Charlotte Cooper, an event planner and owner of By Charlie, is a firm believer in keeping your day you-centric.
“Guests should walk in a wedding and say, ‘Wow, this is so X and X.’ The personal touches make a much bigger impact than the template trends that everyone is doing at that time.”
Save the flower crowns for Coachella.
At first glance, flower crowns are cute accessories. But now that they have become so commonplace, they’re starting to seem more like you’re going to a musical festival than walking down the aisle, according to experts.
Julie Sabatino, founder of The Stylish Bride, a wedding-fashion styling company with locations in New York, Boston, Chicago, and Dallas, is not opposed to flower crowns. But the setting matters.
“I really feel like it should be what the bride’s personal style is and not dictated by should and shouldn’ts,” Sabatino said. “But you have to look at the venue and take that into account when you’re deciding these things. Flower crowns are a little bit more bohemian and casual, so if your wedding is like that, then go for it.”
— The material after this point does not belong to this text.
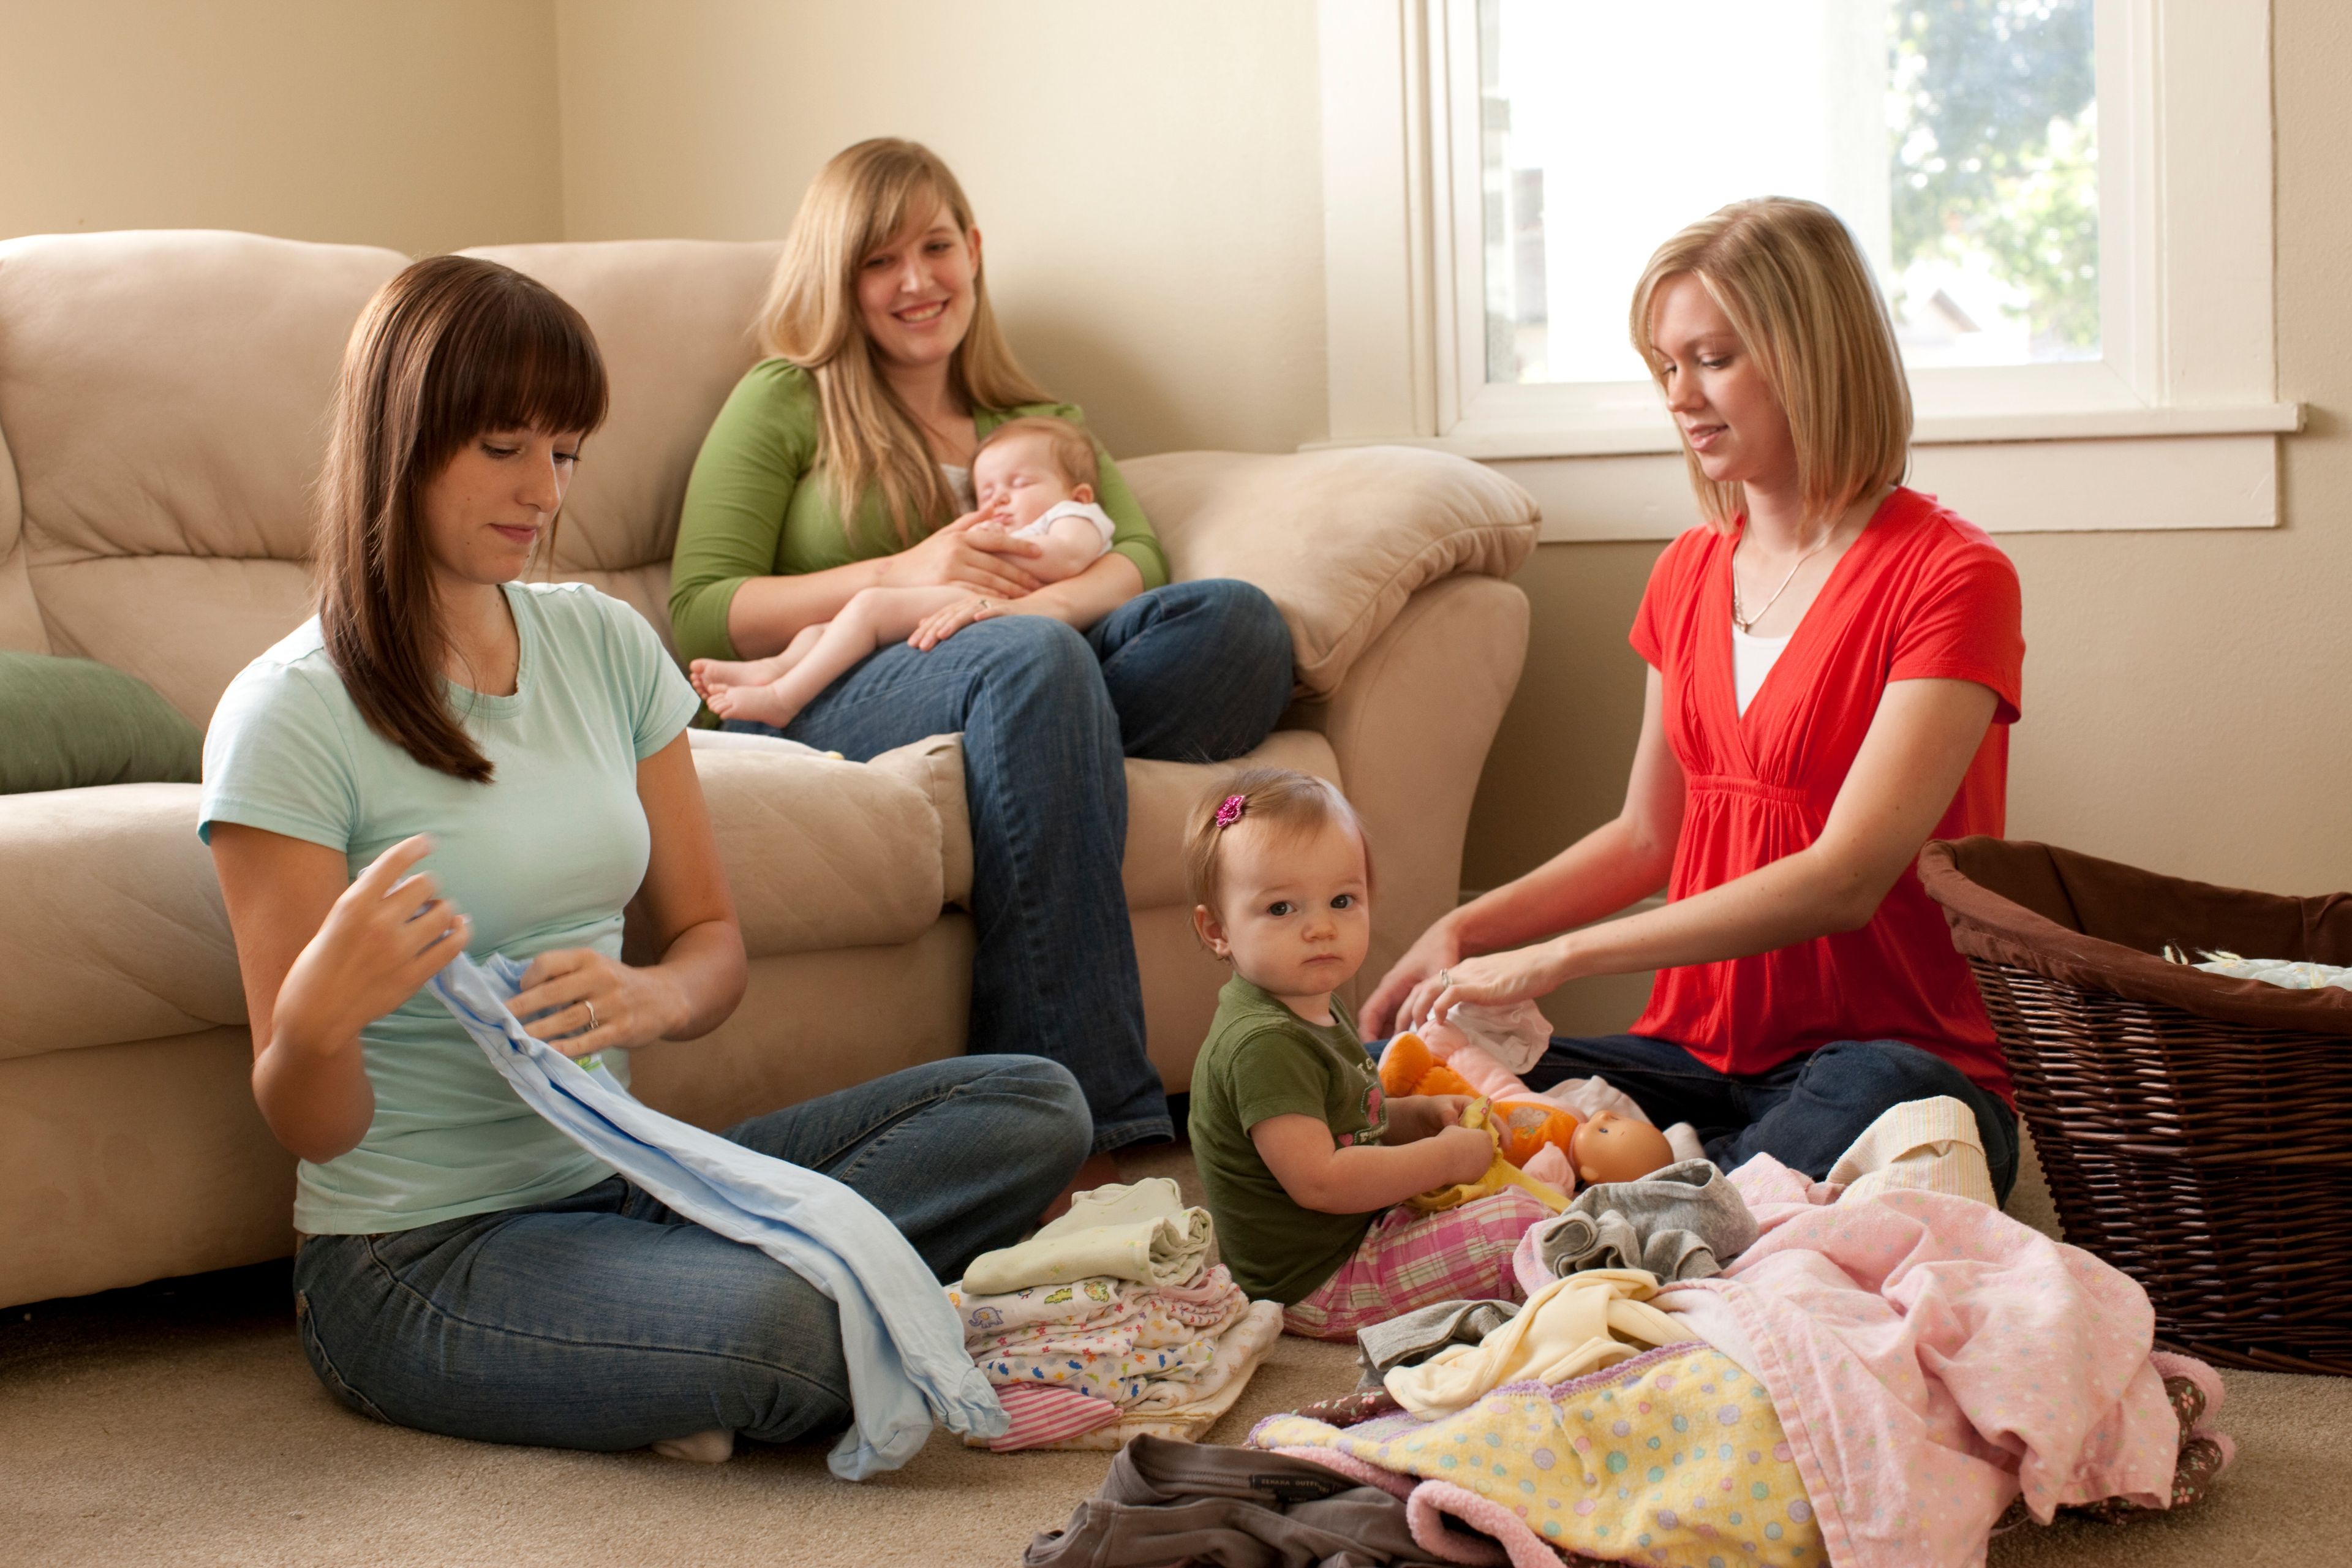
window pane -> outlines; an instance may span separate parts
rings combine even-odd
[[[1650,252],[1764,195],[1845,219],[1914,368],[2096,359],[2092,5],[1478,0],[1487,379],[1643,379]]]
However, if you’re looking to add some flower power sans crown, another option would be to have the buds woven into an effortless ‘do.
Dance entrances must die.
Ever since Jill Peterson and Kevin Heinz danced down the aisle to Chris Brown’s “Forever” in 2009, dance entrances have become a thing. The Minnesota couple’s dance went viral thanks to the creative concept, which was fun and fresh. It even spawned that memorable episode of “The Office” in which Jim and Pam get in on the action at their own wedding. Almost a decade later, we have seen innumerable reincarnations – and now experts say it’s time to put the trend to bed. Forever.
“Let it go!” Risatti implored. “It was awesome in the beginning, but brides and grooms need to move on to another trend to get their guests’ attention and let the dance entrances go. You never want to be the couple doing something that was new nine years ago. Be creative and focus on fun at your wedding. You won’t be disappointed.”
Personalised drinks can be overkill.
Although you may be tempted to serve up your favourite drinks with a cute name, experts said they’re not really into the idea anymore.
“Please, no one serve another ‘Dantini’ or a ‘Jennyrita.’ Do serve delicious, artisanal, fresh drinks that are seasonal and inspired, but please stop the witty banter via bar menus, I ‘thankyoutini’ in advance,” Yifat Oren, a Los Angeles- and New York City-based event producer, told Vogue.
Some themes are way too popular.
“A wedding day should be highly personal and designed custom for each and every couple. They should be able to have any theme or colour scheme they like without feeling like it’s not ‘in,’ and a good designer and coordinator will make it work within their budget and venue. A wedding should reflect who the couple are, what they love and what makes them them.”